Liver transplantation (LT) is the treatment of choice for patients with end stage liver disease (ESLD). Ongoing progress in organ preservation, surgical and anaesthetic techniques and immunosuppression has improved outcomes with 1-year survival > 85% and 5-year survival > 75%. The chronic shortage of cadaveric organs for transplantation led to the utilization of a greater number of marginal donors such as older donors or donors deceased after circulatory death (DCD). The improved survival of transplanted patients has increased the frequency of long-term complications, in particular chronic kidney disease (CKD). The incidence of CKD at 10 years after LT can be as high as 28% leading to 4-fold increase in mortality[1,2].
Acute kidney injury (AKI) post-LT has been recently recognized as an important risk factor for the occurrence of de novo CKD in the long-term follow up after LT.

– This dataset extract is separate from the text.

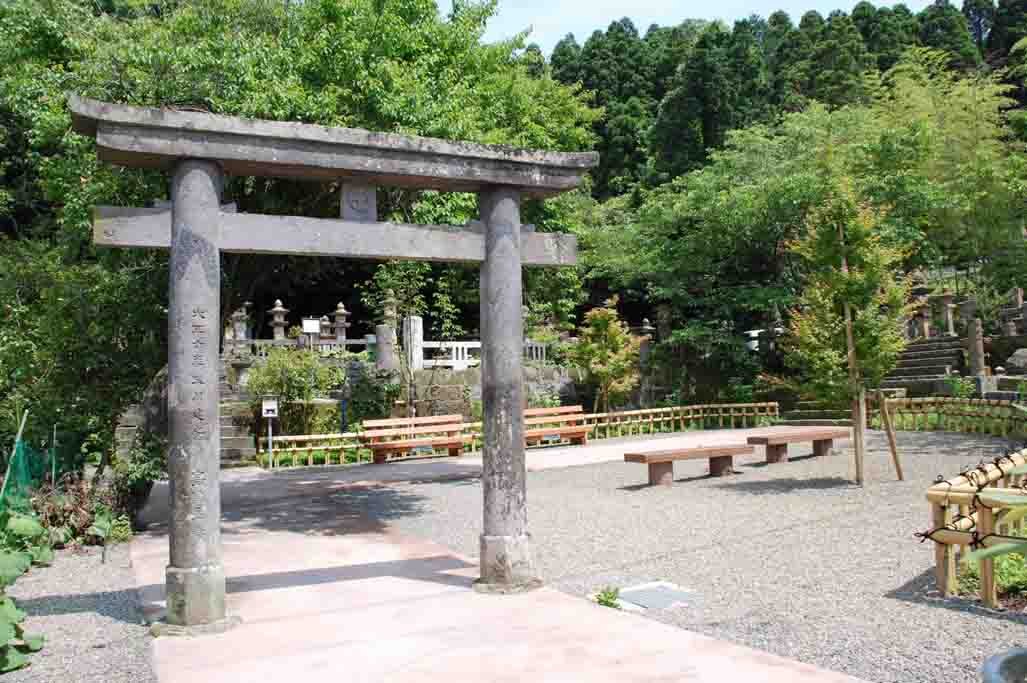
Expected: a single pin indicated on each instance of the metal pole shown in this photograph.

Risk factors for AKI may be related to pre-LT conditions, such as severe ESLD, higher model for end-stage liver disease (MELD) score and pre-existing renal dysfunction, either to intra-operative conditions, in particular ischaemia reperfusion injury (IRI)[4-6]. The latter is responsible for the post-reperfusion syndrome (PRS), which is an intra-operative complication, whose definition is still under debate, that may influence morbidity and mortality of recipients. PRS involves intra-operative events such as reduction of mean arterial pressure (MAP), presence of haemodynamic arrhythmias, need for inotropic drugs during transplantation. This condition promotes multi-organ damage, with particular kidney involvement through systemic inflammatory and haemodynamic mechanisms in addition to a direct damage with tubular cell death. Post-reperfusion syndrome-induced AKI (PRS-induced AKI) is an important complication post-LT that characterizes kidney involvement caused by PRS with mechanisms not clearly understood and implication on graft and patient survival.
Furthermore, after LT period, graft dysfunction, reoperation, bacterial infection, sepsis and acute CNIs toxicity may be associated to renal dysfunction[8-12].

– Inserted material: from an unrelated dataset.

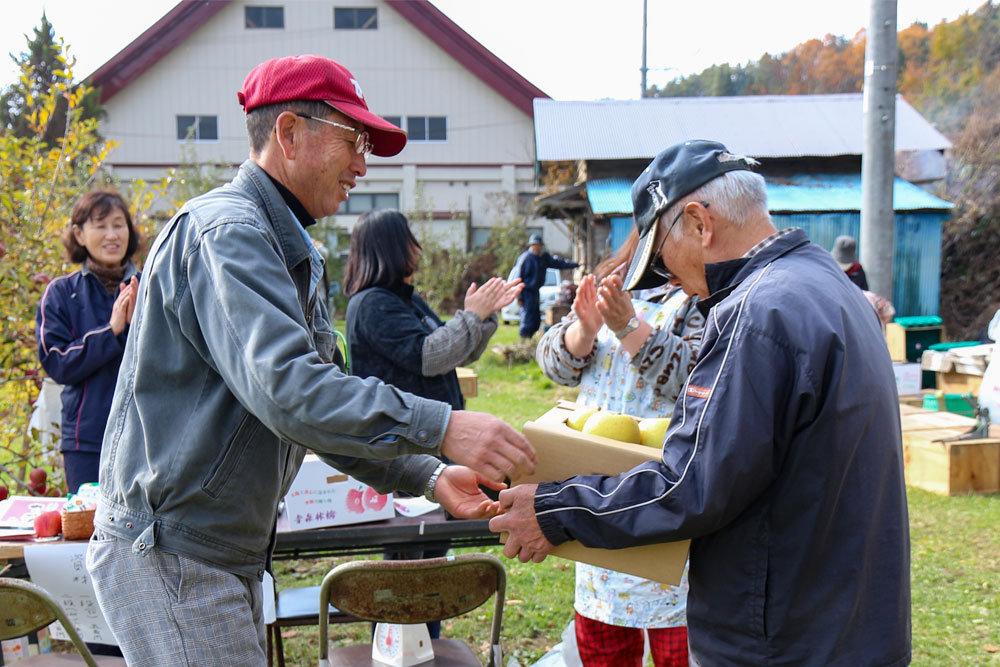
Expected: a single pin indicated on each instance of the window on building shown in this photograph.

Since pre-LT risk factors may influence intra-operative events responsible for PRS-induced AKI, we aim to consider all the relevant aspects involved in PRS-induced AKI in the setting of LT and to identify all studies that find out the specific mechanisms linking PRS and AKI.
ACUTE KIDNEY INJURY POST-LT
Acute kidney injury is a significant complication after LT. It is reported to be associated to an increased mortality[13,14] and to the development of CKD after LT. Recently, reversible AKI has been recognised as an important risk factor for de novo CKD in the non-transplant setting, suggesting important implications also for the surveillance in patients without pre-existing and clinically evident kidney disease.
The incidence of post-operative AKI in the setting of LT ranges between 12% and 80%, depending on the definition adopted[17,18], with a 30-d mortality of up to 50% in case of renal dysfunction at transplantation and as high as 90% if renal replacement therapy (RRT) is required[4,19].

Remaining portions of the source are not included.